Un’orchestra, un coro, una macchina perfetta. La Lazio di Simone Inzaghi domina anche a Benevento. Cinque reti, cinque marcatori diversi: la prova di una squadra capace di imporre sempre la propria forza. Sesta vittoria consecutiva in trasferta, a un passo dal record di Mancini nella stagione 2002/2003. Tempi lontani. Eppure mai sembrati così vicini. Perché questa non è solo la Lazio di Ciro Immobile, giunto al gol numero 14 e al quinto assist dall’inizio del campionato. Non è solo la Lazio di Milinkovic Savic, pennello e cazzuola a centrocampo.Quella di Benevento è soprattutto la vittoria degli altri; dei gregari capaci di diventare protagonisti; degli sconosciuti di luglio ormai divenuti insostituibili.Gente come Bastos, uno che ha saputo rialzarsi da sfortune e infortuni lavorando più degli altri. Sempre a tirare il gruppo, già dall’estate. Sempre primo nei test fisici, puntuale nel duelli difensivi e pungente sotto porta: già 3 gol quest’anno. Soprattutto grazie a lui, i biancocelesti sono la difesa più prolifica della serie A con 6 reti. Gente come Marusic, un punto interrogativo diventato esclamativo. Sempre al servizio di tutti. Uomo assist e non solo. Una certezza a destra, da incontrista e da finalizzatore. A Benevento, come a Verona.

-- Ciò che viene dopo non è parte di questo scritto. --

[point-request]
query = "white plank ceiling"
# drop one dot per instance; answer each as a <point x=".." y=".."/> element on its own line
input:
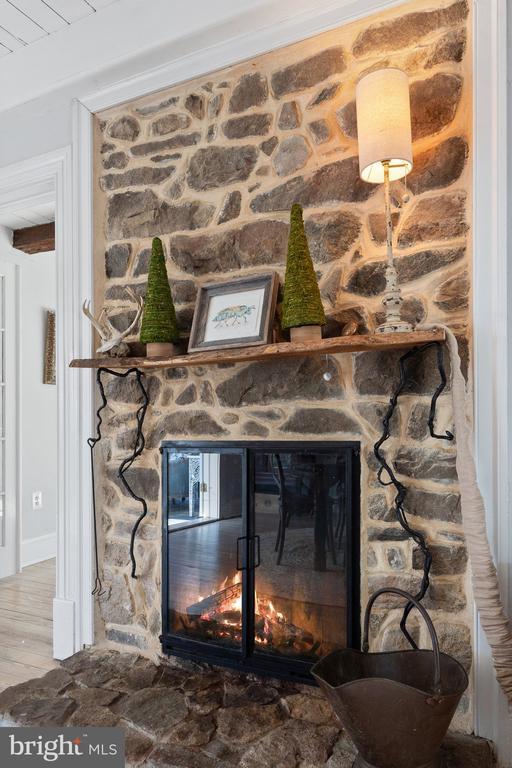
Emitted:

Un coro in cui non stona nessuno. Neanche quelli considerati da qualcuno già “suonati” per il grande calcio: Lucas Leiva a Liverpool sembrava a fine corsa. Nella Lazio ha preso in mano la squadra, come un altro Lucas prima di lui. E anche Nani si è iscritto al gruppo, con una perla delle sue, di classe e astuzia. La trentunesima rete della Lazio in undici partite. 31 gol, 28 punti. Inzaghi può cullarsi la sua creatura, facendo attenzione solo a evitare le pause. A Benevento, come a Bologna, un eccesso di confidenza stava per riaprire l’incontro. Questa volta ci ha pensato Parolo a chiudere ogni discorso. Anche per lui terzo gol in stagione. Uomo di fatica e di sostanza, capitano dopo l’uscita di Lulic al 71’.Una sostituzione accettata con un abbraccio al suo allenatore. Dettaglio importante, dopo la sfuriata di Bologna, “pagata” con una maxicena per più di cento persone giovedì sera.

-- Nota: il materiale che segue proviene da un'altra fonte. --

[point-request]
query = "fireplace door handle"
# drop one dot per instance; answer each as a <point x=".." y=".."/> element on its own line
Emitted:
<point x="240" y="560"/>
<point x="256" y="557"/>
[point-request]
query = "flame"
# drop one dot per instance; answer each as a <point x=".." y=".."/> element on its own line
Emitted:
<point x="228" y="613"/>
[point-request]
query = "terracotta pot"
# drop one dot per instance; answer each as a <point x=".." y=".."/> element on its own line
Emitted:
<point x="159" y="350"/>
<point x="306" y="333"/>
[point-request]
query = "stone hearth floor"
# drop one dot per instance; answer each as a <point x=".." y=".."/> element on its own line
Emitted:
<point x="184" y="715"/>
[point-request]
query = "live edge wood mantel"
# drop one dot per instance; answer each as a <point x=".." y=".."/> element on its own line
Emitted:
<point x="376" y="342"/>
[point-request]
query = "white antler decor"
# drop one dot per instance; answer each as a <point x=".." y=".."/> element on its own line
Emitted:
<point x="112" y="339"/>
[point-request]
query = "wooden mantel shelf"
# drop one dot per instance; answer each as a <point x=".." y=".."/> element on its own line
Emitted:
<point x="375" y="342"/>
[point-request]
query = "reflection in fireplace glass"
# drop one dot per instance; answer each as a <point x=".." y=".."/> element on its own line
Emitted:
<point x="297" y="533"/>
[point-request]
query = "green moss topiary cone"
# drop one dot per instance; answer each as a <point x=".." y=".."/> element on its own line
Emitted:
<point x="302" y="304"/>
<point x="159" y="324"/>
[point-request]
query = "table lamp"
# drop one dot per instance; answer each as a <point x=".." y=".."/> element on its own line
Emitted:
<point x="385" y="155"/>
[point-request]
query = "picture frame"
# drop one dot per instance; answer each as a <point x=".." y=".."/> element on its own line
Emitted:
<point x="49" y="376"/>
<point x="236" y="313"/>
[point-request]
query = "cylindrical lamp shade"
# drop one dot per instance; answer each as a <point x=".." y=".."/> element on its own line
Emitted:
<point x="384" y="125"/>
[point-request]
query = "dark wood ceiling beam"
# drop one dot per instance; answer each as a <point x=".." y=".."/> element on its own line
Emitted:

Piccoli gesti che fanno la differenza. Il gruppo prima di tutto. Mai lasciare indietro nessuno. Un’immagine su tutte: Caicedo, entrato nel finale, catechizzato a fine partita da Inzaghi a centrocampo. Braccia sulle spalle, confidenza, familiarità, attenzioni per tutti. Cose capaci di fare la differenza nel corso di una stagione che potrebbe essere già da record vincendo il derby con la Roma il 18 novembre. Quella sarebbe la settima vittoria in trasferta, come la Lazio dei tempi più belli. Tempi che assomigliano tanto a questi.